Bouleia Temporal range: Lower Devonian PreꞒ Ꞓ O S D C P T J K Pg N

Scientific classification
- Domain: Eukaryota
- Kingdom: Animalia
- Phylum: Arthropoda
- Class: †Trilobita
- Order: †Phacopida
- Family: †Calmoniidae
- Genus: †Bouleia Kozlowski, 1923
- Species: B. dagincourti (Ulrich, 1892) (type) synonym Phacops dagincourti; B. sphaericeps (Kozlowski, 1923) synonym Dereimsia sphaericeps;

= Bouleia =

Genus of trilobites

Bouleia is a genus of trilobites in the order Phacopida (family Calmoniidae) which existed during the lower Devonian in what is now Bolivia. It was described by Kozlowski in 1923, and the type species is B. dagincourti, which was originally described under the genus Phacops by Ulrich in 1892. It also contains the species B. sphaericeps, originally described by Kozlowski, also in 1923, as Dereimsia sphaericeps.

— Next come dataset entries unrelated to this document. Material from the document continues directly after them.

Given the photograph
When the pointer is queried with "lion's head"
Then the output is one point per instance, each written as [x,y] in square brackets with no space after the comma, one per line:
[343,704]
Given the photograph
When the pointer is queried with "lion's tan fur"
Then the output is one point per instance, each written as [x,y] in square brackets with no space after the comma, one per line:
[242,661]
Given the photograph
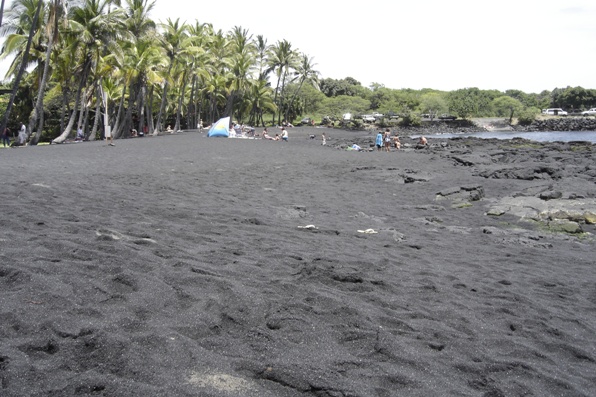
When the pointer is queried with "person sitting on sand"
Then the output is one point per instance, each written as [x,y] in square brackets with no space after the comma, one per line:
[379,141]
[422,142]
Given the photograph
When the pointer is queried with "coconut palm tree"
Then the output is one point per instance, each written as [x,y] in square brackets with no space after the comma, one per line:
[261,98]
[281,59]
[174,37]
[96,32]
[52,32]
[305,73]
[242,67]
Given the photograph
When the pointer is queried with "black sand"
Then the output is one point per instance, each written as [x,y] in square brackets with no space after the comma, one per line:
[176,266]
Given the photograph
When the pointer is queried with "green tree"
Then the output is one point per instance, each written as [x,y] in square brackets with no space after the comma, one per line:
[505,106]
[433,104]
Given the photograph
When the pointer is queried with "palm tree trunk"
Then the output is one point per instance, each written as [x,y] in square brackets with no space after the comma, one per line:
[38,110]
[22,67]
[91,136]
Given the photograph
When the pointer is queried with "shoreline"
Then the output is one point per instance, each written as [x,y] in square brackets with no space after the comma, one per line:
[184,265]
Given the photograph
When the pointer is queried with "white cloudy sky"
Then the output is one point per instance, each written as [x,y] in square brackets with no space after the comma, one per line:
[531,45]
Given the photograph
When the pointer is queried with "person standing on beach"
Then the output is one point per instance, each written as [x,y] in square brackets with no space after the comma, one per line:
[379,141]
[387,140]
[6,137]
[396,142]
[109,135]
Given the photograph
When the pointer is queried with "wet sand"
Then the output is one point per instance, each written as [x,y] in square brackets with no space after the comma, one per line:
[189,266]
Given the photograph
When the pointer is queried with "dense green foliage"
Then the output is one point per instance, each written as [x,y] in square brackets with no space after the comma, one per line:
[108,52]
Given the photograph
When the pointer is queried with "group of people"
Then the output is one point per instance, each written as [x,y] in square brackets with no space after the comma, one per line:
[278,137]
[384,141]
[21,139]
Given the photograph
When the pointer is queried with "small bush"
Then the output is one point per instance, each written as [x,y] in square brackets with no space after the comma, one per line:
[409,119]
[527,116]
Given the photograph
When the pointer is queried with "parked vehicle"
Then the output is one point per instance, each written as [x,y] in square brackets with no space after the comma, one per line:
[554,112]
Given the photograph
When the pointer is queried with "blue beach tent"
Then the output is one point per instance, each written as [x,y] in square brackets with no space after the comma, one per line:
[220,128]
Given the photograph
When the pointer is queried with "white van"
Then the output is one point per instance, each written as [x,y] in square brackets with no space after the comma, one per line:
[554,112]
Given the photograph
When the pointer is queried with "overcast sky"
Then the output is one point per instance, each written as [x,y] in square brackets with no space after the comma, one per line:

The type locality was the Icla Formation in Padilla.

== Taxonomy ==
Bouleia belongs to a group of primarily South-American species that developed from the genus Metacryphaeus. It is most related to Parabouleia, and these two genera together are the sistergroup of a clade containing Vogesina, Palpebrops and Malvinella.